"Yes, an impostor," said Cleek quietly. "I recognized him directly I was able to get face to face with him. He was known as Paul the Panther, though Paul Berton is his name, an Apache, a boon companion of Margot, the queen of the Apaches, and of Anatole de Villon, a cousin of the greatest scoundrel in Paris. This man Paul had been valet to the real Lord St. Ulmer, probably engaged in Paris, and went with him to the Argentine. With him also Paul took the effects and credentials of another Apache, Ferdinand Lovetski, the maker of that special blacking, 'Jetanola.' He had been killed for refusing to give up to the Apaches his little fortune, and accordingly, Anatole annexed it without the permission of Margot, and hence brought down on him her wrath. He managed to slip away with his master, and whether he had any hand in killing him in the Argentine, heaven alone knows. What is certain is that he decided to return to Europe and finally to England as Lord St. Ulmer, and in this he succeeded. The old solicitor had died. Both you and your wife had seen but little of St. Ulmer in later years, so that, armed with all the papers and his own quick wits, it was not so difficult as you would have imagined. Had it not been for the stray meeting with Anatole de Villon, who was himself masquerading here as the Count de Louvisan, all would have gone well. As it was, one rogue threatened the other, and De Louvisan held the trump cards. It was his plan to marry Lady Katharine, and St. Ulmer had to submit, for fear not only that he should be betrayed to the police as an impostor, but in case Anatole should give him up to Margot. He played on Lady Katharine's feelings, therefore, so as to make her give up young Clavering and marry the count. Unfortunately, or perhaps fortunately, at the last minute De Louvisan quarrelled with him; he had some other plans, he said, connected with letters——"
"Good heavens! I see now," gasped the General. "De Louvisan played a double game. Those letters were mine. He had contrived to steal them from me in Malta. There is really no harm in them, but Marise—Lady Clavering—and I, had fancied ourselves in love many years ago, and she was afraid, needlessly perhaps, that Sir Philip Clavering, who is the very soul of honour himself, would disown her and cut the friendship between him and myself. We had each found our true mates, and it was an unutterable shock to both to find that this wretch had threatened to inform Sir Philip, or else hand over the letters to Margot to publish at her will. I nearly went mad when Marise told me that she was going to meet him. I think I went off my head for a few minutes; at any rate, I did one of those unaccountable things for which people who have mental lapses are noted. It was after bedtime, long after, when the message arrived, and struck all my thoughts into a bewildering sort of chaos. I remember hanging up the receiver and turning to the door, but from that moment there is a blank until I found myself standing before the dressing mirror in my own room, not in the act of disrobing, as I ought properly to have been doing at that hour and in that place, but dressing myself as if for dinner! I think you are aware of the fact that I use black cosmetic on my moustache, Mr. Cleek? When that mental lapse passed and I came to myself, there I was with my hair freshly combed and in the very act of applying the cosmetic to my moustache. I don't know how I got into the room or when—everything is a blank to me.

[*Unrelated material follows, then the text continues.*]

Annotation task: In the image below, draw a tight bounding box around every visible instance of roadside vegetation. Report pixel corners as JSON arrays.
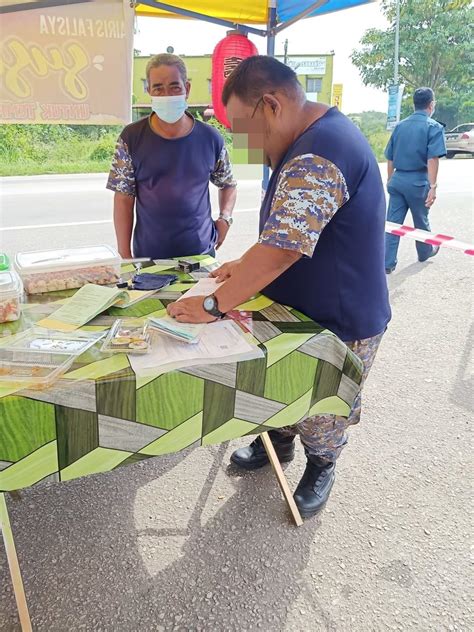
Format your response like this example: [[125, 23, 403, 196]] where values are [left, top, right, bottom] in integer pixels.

"A not unusual thing under the circumstances, General. These sudden shocks produce effects of that sort frequently. You were not really accountable, not really aware of what you did, or why—that, I suppose, is the explanation of how, when you came to think of going to the cottage and facing the man, you ran out of the house with the stick of cosmetic still in your hand. You did, did you not?"

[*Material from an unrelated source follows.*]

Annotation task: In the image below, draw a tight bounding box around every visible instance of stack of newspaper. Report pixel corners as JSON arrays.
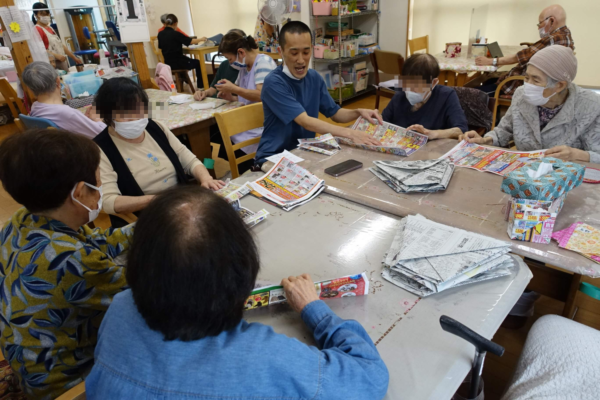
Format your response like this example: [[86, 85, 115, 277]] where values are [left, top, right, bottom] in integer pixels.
[[215, 182, 269, 228], [248, 157, 325, 211], [298, 133, 342, 156], [381, 215, 513, 297], [369, 159, 454, 193]]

"Yes, although I was not aware of it until I arrived at the place."
"Hum-m-m! So I imagined. And the A-string? How did you come to take that?"
"The A-string, Mr. Cleek?"
"Yes, the bit of catgut. Shall I be out in my reckoning, General, if I say that as you crept out of the house something fell either on your head or your hands, something which proved to be a long thick piece of catgut, and that, without realizing what you were doing, or why, you carried that, too, with you?"
"Good heavens, how do you know these things? Nobody, nobody on God's earth could have told you that, Mr. Cleek, for no living soul was there. But that is exactly what did happen. When I got into the cottage and found Lady Clavering——"
"With a pink gauze petticoat under a pale green satin dress?"
"Yes. When I got there and found her in conversation with that wretch, why, those two things—the cosmetic and the catgut—were still in my hand. I had no use for them, of course, and as soon as I realized that I was holding them I threw them aside."